The SAGES Critical View of Safety Challenge: A Global Benchmark for AI-Assisted Surgical Quality Assessment
Deepak Alapatt, Jennifer Eckhoff, Zhiliang Lyu, Yutong Ban, Jean-Paul Mazellier, Sarah Choksi, Kunyi Yang, Po-Hsing Chiang, Noemi Zorzetti, Samuele Cannas, Daniel Neimark, Omri Bar, Amine Yamlahi, Jakob Hennighausen, Xiaohan Wang, Rui Li, Long Liang, Yuxian Wang, Saurabh Koju, Binod Bhattarai, Tim Jaspers, Zhehua Mao, Anjana Wijekoon, Jun Ma, Yinan Xu, Zhilong Weng, Ammar M. Okran, Hatem A. Rashwan, Boyang Shen, Kaixiang Yang, Yutao Zhang, Hao Wang, 2024 CVS Challenge Consortium, Quanzheng Li, Filippo Filicori, Xiang Li, Pietro Mascagni, Daniel A. Hashimoto, Guy Rosman, Ozanan Meireles, Nicolas Padoy
TL;DR
The paper introduces the SAGES Critical View of Safety (CVS) Challenge, the first biomedical AI competition organized by a surgical society, to benchmark AI-driven surgical quality assessment using CVS in laparoscopic cholecystectomy. It presents EndoGlacier, a scalable orchestration framework for global video collection, multi-annotator workflows, and quality control, enabling 1,000 annotated videos from 54 institutions across 24 countries. The study evaluates 13 teams across three subchallenges—CVS achievement, uncertainty quantification, and domain robustness—demonstrating substantial improvements over a baseline and highlighting where robustness, accuracy, and calibration intersect. Key findings show transformer-based and hybrid architectures, surgical-pretraining, ensembling, and auxiliary objectives drive gains, while robustness under distribution shifts remains a crucial area for deployment.
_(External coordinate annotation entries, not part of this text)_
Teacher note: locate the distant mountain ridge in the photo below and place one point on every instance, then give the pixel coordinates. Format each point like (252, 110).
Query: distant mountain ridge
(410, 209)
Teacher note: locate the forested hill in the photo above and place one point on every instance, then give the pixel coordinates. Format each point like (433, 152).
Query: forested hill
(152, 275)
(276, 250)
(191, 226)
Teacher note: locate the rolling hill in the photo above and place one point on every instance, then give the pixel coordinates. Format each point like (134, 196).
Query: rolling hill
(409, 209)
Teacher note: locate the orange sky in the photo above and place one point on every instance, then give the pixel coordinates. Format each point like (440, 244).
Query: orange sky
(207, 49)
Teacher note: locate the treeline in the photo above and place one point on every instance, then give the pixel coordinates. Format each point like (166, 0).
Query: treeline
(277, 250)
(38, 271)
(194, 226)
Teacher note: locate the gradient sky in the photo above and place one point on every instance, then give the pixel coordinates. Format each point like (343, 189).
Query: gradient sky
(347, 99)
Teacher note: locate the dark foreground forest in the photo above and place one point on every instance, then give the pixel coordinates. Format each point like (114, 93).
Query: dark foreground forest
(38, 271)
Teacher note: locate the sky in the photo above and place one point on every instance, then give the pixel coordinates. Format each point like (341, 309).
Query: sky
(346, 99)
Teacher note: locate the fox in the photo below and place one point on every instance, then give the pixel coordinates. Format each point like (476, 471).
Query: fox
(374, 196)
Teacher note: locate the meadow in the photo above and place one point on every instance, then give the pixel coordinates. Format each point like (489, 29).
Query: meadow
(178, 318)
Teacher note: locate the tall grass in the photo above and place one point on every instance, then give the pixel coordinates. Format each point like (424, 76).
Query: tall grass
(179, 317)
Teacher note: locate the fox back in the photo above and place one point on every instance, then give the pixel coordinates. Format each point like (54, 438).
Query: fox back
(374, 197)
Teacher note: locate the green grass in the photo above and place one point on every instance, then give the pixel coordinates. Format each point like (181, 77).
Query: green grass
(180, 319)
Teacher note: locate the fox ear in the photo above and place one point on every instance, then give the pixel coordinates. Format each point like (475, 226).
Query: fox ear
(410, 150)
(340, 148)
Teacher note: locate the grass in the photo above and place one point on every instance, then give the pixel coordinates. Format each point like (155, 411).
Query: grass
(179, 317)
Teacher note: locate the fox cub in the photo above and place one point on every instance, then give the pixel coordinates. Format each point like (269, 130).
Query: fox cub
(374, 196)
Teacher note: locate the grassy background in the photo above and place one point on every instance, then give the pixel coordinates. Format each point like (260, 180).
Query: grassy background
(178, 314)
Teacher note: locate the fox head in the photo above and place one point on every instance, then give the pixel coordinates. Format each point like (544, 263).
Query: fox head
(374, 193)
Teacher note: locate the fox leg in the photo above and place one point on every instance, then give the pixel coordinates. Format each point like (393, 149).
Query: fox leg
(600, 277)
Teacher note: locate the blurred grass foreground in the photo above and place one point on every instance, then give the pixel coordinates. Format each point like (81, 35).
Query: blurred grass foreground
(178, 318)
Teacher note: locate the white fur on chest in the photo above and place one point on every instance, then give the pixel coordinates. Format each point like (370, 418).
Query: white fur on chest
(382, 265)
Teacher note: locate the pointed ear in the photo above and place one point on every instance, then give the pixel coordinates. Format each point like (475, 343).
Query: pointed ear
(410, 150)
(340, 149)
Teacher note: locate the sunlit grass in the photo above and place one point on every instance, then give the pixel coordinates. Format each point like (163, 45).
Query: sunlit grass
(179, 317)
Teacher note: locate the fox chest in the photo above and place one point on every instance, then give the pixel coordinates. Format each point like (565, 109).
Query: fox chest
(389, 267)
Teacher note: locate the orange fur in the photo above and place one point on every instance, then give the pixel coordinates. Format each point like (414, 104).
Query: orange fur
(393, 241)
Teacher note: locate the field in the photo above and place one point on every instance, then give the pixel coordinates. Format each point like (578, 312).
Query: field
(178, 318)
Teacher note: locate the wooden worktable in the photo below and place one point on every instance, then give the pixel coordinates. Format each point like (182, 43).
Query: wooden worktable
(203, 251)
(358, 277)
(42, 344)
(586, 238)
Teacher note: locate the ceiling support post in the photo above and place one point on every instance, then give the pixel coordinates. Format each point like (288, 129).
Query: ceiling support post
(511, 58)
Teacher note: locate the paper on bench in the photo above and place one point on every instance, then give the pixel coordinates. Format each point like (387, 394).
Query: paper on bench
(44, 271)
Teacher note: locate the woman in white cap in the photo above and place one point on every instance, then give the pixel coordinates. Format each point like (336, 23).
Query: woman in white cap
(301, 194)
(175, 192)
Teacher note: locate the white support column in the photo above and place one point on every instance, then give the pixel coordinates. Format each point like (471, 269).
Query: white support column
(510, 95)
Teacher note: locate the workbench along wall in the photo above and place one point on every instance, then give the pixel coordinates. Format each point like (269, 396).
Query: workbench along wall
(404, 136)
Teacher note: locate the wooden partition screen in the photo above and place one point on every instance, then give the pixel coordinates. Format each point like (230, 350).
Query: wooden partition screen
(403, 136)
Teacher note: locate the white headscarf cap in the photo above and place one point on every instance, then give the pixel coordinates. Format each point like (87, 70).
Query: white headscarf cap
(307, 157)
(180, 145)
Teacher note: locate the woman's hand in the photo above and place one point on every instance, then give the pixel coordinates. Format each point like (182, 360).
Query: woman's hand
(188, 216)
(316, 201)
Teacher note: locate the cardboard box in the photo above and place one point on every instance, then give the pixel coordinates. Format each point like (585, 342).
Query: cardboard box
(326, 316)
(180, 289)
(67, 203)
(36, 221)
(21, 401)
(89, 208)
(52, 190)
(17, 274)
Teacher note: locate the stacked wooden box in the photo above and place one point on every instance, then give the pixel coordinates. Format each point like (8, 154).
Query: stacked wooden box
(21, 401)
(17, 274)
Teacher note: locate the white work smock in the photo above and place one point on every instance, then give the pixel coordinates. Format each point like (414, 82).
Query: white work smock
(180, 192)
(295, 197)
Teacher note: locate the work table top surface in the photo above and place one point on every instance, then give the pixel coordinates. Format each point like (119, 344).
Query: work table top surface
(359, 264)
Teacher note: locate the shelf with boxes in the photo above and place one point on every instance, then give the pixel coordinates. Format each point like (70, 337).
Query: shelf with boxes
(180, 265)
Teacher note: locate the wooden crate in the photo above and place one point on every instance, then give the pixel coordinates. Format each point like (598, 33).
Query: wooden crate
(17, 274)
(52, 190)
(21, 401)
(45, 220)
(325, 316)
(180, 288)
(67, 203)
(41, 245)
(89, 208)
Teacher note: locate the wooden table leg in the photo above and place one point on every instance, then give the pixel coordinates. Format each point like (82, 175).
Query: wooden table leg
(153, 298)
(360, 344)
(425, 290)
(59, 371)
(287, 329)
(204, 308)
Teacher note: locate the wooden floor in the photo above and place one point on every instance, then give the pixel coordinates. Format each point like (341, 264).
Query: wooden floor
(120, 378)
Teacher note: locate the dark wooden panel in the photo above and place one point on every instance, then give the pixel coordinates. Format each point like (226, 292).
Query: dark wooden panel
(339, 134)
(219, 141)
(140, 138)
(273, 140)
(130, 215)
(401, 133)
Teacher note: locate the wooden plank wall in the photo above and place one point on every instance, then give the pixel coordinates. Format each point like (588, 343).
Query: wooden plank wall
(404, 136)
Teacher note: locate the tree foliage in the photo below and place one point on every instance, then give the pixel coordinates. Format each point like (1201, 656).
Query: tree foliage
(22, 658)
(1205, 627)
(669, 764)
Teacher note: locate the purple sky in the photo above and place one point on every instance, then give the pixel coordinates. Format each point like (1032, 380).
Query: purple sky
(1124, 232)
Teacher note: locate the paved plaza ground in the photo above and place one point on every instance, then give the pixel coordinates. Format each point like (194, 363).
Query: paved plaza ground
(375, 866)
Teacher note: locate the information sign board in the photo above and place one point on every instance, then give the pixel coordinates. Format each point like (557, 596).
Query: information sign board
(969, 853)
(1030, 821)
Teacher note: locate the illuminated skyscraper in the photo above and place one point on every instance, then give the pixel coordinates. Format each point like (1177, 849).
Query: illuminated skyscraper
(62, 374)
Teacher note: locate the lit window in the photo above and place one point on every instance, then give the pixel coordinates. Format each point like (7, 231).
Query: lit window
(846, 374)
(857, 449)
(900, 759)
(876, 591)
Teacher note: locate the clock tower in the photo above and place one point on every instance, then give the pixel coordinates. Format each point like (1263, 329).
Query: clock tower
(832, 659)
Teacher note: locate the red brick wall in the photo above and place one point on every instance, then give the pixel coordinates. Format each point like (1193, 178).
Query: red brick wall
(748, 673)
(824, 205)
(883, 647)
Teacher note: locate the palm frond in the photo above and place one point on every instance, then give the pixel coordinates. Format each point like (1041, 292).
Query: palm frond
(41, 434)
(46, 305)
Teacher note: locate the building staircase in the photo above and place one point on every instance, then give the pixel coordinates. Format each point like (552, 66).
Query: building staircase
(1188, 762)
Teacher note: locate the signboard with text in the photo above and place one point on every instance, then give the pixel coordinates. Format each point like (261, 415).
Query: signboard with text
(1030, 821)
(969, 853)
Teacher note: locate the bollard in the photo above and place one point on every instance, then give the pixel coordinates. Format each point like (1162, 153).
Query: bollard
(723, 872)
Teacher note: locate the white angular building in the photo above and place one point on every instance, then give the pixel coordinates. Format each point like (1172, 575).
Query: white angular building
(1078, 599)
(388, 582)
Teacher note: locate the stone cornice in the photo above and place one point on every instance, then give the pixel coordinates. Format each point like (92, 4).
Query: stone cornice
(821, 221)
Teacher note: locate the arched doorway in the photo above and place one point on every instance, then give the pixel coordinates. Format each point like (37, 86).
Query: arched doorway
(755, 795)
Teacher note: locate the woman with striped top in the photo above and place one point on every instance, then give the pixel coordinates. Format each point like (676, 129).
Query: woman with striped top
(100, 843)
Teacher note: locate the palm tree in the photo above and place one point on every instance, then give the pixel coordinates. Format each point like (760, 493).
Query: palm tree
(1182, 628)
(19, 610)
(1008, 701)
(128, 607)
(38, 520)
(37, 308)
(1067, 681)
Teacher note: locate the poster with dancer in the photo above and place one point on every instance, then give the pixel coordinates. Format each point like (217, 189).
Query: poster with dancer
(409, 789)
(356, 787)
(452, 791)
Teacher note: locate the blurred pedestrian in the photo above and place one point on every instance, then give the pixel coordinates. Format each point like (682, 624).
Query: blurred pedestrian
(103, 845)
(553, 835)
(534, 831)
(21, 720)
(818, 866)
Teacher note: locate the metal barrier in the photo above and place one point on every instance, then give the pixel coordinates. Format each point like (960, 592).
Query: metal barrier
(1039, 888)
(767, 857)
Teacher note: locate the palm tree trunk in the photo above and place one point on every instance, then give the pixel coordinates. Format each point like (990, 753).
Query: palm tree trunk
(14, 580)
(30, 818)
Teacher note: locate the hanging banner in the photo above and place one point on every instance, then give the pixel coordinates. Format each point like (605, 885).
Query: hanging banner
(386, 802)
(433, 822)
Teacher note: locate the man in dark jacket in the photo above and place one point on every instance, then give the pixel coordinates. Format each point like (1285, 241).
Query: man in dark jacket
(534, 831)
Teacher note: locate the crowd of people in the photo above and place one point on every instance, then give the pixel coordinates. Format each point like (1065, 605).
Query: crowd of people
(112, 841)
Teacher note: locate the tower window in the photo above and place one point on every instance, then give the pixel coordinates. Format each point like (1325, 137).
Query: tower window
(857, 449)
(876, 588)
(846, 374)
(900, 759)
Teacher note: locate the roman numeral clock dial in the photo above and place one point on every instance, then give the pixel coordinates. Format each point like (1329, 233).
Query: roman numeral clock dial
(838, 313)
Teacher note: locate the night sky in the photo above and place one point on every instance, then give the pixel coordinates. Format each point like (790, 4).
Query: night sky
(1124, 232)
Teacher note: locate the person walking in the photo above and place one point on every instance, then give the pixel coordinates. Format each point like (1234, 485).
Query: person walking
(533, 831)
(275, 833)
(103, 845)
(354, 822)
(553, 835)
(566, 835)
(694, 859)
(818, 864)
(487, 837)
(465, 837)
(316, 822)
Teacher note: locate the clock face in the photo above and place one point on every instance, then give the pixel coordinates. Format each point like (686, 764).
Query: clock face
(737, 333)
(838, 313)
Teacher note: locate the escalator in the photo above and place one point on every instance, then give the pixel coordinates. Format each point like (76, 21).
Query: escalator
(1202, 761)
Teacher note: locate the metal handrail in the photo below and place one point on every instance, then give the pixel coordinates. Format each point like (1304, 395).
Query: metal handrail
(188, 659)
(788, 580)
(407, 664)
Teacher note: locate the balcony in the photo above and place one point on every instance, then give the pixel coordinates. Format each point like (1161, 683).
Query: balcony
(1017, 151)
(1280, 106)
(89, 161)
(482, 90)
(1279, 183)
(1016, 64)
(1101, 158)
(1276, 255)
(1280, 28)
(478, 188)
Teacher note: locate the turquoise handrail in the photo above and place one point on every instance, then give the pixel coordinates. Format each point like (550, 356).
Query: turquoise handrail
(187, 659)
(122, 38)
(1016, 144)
The benchmark, with its rich dataset and calibration-focused evaluation, provides a practical, scalable path toward trustworthy AI for surgical safety and can guide future research and deployment efforts. $ ext{mAP}$, $ ext{Brier}$, and Domain Robustness scores are used to quantify performance across accuracy, uncertainty, and generalization axes, respectively, illuminating trade-offs essential for clinical adoption.
Abstract
Advances in artificial intelligence (AI) for surgical quality assessment promise to democratize access to expertise, with applications in training, guidance, and accreditation. This study presents the SAGES Critical View of Safety (CVS) Challenge, the first AI competition organized by a surgical society, using the CVS in laparoscopic cholecystectomy, a universally recommended yet inconsistently performed safety step, as an exemplar of surgical quality assessment. A global collaboration across 54 institutions in 24 countries engaged hundreds of clinicians and engineers to curate 1,000 videos annotated by 20 surgical experts according to a consensus-validated protocol. The challenge addressed key barriers to real-world deployment in surgery, including achieving high performance, capturing uncertainty in subjective assessment, and ensuring robustness to clinical variability. To enable this scale of effort, we developed EndoGlacier, a framework for managing large, heterogeneous surgical video and multi-annotator workflows. Thirteen international teams participated, achieving up to a 17% relative gain in assessment performance, over 80% reduction in calibration error, and a 17% relative improvement in robustness over the state-of-the-art. Analysis of results highlighted methodological trends linked to model performance, providing guidance for future research toward robust, clinically deployable AI for surgical quality assessment.